Interestingly, the current study was the first to use a new generation of PET “tracers” to examine the brains of people with ASD.
ASD is a developmental disorder that emerges in early childhood and is characterized by difficulty communicating and interacting with others. While the cause is unknown, growing evidence has linked ASD to inflammation of brain tissue, or neuroinflammation. One sign of neuroinflammation is elevated levels of a substance called translocator protein (TSPO), which can be measured and located in the brain using positron-emission tomography (PET) and anatomical magnetic resonance imaging (MRI).
The MGH researchers scanned the brains of 15 young adult males (average age, 24) with ASD. The group included both high- and low-functioning subjects with varying degrees of intellectual abilities. For comparison, a team led by Nicole Zurcher, PhD, an investigator in MGH’s Athinoula A. Martinos Center for Biomedical Imaging and lead study author, scanned the brains of 18 healthy control subjects who were similar in age.

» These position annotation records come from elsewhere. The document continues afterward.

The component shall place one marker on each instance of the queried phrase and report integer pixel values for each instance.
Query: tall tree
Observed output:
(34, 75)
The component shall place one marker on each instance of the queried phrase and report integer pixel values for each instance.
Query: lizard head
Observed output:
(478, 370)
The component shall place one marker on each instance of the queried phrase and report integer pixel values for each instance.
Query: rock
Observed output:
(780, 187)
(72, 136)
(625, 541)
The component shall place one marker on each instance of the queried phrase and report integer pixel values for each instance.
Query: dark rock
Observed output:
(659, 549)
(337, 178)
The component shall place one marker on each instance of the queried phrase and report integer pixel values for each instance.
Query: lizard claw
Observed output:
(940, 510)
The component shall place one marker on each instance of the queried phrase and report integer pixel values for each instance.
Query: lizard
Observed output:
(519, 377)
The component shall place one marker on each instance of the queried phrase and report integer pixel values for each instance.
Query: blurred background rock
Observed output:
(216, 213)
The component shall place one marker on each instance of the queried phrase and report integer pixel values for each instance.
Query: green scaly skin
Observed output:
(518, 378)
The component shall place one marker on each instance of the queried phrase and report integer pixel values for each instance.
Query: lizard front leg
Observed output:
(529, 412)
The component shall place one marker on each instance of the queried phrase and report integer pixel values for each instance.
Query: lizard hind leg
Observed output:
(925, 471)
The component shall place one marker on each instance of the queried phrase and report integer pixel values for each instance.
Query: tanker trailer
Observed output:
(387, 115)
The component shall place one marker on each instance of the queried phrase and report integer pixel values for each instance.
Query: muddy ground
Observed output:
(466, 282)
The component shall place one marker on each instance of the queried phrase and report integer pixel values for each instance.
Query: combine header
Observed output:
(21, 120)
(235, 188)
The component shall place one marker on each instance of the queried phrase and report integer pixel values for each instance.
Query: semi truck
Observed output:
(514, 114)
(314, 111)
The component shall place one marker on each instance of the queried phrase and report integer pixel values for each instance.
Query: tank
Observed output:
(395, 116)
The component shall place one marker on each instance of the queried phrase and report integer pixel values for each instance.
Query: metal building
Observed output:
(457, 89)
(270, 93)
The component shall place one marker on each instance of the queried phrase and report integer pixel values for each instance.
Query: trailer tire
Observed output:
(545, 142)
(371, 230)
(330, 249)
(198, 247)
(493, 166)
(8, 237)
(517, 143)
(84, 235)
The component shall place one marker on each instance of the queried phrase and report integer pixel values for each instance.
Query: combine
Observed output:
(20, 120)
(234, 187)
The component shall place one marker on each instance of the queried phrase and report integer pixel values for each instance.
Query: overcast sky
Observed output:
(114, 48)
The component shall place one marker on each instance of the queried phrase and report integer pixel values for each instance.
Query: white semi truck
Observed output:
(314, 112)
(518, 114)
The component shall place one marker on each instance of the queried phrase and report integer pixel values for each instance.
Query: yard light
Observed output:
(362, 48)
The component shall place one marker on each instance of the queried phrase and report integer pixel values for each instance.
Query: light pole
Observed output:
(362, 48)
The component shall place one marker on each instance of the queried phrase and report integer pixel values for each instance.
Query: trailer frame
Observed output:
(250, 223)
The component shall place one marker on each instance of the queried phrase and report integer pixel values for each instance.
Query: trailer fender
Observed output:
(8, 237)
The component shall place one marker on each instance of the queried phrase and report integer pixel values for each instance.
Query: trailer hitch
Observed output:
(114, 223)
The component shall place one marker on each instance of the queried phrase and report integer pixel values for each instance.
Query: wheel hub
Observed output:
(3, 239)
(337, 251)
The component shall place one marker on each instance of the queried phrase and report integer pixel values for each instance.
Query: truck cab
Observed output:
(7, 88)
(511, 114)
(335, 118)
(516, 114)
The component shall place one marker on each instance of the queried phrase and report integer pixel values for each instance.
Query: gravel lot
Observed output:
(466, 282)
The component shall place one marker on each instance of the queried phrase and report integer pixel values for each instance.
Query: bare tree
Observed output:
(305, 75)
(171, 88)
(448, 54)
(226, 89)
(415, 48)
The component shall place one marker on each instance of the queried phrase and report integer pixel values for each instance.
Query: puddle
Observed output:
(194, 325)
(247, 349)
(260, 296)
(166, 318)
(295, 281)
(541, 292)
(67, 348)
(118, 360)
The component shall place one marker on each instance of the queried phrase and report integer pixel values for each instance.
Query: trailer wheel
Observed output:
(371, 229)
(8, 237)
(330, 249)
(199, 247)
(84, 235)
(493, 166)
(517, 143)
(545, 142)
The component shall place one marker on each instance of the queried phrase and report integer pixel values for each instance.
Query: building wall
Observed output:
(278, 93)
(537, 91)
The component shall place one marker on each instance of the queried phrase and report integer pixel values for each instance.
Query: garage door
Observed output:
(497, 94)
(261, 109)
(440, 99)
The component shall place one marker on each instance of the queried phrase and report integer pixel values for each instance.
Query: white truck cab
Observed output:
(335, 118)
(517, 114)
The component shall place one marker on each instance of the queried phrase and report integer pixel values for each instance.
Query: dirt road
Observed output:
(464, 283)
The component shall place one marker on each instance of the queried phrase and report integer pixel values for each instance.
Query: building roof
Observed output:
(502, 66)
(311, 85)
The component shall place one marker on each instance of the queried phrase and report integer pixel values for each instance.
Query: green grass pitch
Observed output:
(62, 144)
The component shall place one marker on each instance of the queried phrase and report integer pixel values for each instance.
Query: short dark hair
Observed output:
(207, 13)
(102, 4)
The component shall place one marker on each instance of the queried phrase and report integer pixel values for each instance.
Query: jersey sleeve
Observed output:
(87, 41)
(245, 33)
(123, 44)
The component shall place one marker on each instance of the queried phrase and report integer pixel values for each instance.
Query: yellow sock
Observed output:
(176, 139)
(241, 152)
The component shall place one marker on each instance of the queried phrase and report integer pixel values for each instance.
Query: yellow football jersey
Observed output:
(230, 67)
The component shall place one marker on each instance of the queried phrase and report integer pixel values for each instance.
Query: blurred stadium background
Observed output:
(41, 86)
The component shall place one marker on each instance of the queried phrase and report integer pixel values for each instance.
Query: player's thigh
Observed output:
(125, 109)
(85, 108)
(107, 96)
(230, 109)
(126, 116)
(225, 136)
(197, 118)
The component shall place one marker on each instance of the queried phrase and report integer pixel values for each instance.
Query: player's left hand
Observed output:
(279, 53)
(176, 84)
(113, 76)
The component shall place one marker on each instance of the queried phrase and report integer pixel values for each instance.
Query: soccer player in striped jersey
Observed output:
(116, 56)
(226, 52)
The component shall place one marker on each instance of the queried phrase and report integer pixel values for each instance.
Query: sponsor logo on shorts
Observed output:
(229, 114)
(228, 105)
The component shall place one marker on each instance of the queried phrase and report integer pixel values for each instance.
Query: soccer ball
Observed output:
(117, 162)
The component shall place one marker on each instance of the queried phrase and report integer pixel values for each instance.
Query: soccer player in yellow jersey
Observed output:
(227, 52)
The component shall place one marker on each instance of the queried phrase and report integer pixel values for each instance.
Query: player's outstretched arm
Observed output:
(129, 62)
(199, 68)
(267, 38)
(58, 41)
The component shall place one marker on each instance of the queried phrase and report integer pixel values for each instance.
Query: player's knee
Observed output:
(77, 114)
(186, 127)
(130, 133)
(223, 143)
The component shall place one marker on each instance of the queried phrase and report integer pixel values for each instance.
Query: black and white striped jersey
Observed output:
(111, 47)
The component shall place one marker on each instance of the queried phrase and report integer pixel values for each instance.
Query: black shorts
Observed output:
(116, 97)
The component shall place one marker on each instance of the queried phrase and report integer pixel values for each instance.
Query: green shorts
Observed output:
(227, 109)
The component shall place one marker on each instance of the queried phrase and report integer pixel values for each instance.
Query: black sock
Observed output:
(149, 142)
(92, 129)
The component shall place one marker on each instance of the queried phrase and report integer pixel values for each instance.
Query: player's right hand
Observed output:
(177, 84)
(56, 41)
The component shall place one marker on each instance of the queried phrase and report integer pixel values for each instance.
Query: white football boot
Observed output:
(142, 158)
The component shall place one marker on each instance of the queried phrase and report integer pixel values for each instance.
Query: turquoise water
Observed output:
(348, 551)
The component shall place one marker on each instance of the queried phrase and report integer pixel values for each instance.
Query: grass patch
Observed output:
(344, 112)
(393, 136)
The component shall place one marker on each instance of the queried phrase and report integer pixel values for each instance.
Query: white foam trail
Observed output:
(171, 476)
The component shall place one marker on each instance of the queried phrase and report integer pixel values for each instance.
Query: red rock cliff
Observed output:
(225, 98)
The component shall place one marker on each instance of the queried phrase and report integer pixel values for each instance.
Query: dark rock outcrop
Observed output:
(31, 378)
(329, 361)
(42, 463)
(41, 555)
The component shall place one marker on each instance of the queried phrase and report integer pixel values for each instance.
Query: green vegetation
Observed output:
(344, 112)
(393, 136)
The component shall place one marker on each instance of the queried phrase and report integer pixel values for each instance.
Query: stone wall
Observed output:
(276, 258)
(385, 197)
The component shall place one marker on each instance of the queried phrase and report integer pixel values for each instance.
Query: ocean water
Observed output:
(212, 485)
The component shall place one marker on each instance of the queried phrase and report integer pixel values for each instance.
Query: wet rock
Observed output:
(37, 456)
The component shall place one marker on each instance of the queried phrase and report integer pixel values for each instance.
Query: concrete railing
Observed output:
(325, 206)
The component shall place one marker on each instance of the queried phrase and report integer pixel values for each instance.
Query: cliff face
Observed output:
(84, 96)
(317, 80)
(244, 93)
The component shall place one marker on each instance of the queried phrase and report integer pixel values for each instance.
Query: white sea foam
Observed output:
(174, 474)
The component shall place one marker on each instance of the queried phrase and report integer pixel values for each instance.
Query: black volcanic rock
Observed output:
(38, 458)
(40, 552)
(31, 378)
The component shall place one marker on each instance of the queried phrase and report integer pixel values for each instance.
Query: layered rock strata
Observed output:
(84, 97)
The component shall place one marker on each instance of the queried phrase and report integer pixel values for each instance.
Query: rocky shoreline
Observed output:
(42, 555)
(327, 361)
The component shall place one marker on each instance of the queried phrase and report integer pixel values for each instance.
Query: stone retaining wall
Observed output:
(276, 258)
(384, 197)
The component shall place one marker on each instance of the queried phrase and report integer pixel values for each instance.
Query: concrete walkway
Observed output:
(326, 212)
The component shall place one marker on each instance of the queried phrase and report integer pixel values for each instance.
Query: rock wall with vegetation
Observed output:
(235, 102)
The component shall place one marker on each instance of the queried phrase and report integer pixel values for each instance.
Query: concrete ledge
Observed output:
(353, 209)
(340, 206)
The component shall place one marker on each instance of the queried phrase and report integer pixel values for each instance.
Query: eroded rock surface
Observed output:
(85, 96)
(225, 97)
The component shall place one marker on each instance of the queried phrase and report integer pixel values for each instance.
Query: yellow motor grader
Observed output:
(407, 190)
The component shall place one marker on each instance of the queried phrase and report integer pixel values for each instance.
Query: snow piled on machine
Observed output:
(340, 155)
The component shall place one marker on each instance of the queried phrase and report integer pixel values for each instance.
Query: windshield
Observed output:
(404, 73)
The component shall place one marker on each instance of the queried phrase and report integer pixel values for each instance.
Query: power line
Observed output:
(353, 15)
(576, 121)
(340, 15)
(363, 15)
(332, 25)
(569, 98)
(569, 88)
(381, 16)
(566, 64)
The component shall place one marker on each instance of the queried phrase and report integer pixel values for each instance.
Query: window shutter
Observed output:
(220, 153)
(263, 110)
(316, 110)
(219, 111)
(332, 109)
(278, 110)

“We measured the in vivo expression of the 18 kDa translocator protein (TSPO), an activated glial marker expressed on mitochondrial membranes,” the authors wrote. “Participants underwent scanning on a simultaneous magnetic resonance–positron emission tomography (MR–PET) scanner with the second-generation TSPO radiotracer [11C]PBR28. By comparing TSPO in 15 young adult males with ASD with 18 age- and sex-matched controls, we showed that individuals with ASD exhibited lower regional TSPO expression in several brain regions, including the bilateral insular cortex, bilateral precuneus/posterior cingulate cortex, and bilateral temporal, angular, and supramarginal gyri, which have previously been implicated in autism in functional MR imaging studies.”
The investigators hypothesized that the scans would show increased levels, or expression, of TSPO in subjects who have ASD. “To our surprise, that’s not what we saw,” noted Zurcher. Instead, the scans showed that the brains of males with ASD had lower levels of TSPO than those of the healthy subjects.
In fact, the men with the most severe symptoms of ASD tended to have the lowest expression of TSPO. When the tests were repeated several months later, the pattern persisted. The brain regions found to have low expression of TSPO have previously been linked to ASD in earlier studies and are believed to govern social and cognitive capacities such as processing of emotions, interpreting facial expressions, empathy, and relating to others. “We know these brain regions are involved in autism,” said Zurcher.
To understand this unexpected finding, Zurcher noted that TSPO does more than serve as a marker of inflammation. “It has multiple complex roles,” she said, and some actually promote brain health. For example, adequate TSPO is necessary for the normal functioning of mitochondria, which are the “powerhouses” in cells that produce energy. Earlier research has linked malfunctioning mitochondria in brain cells to ASD.
The researchers plan to study brains from deceased donors with the goal of determining which brain cells in people with ASD might experience mitochondrial dysfunction, which she said may well be occurring alongside neuroinflammation and other mechanisms to cause ASD. “Our study has generated new hypotheses that now need to be investigated, but there’s more work to be done,” Zurcher concluded.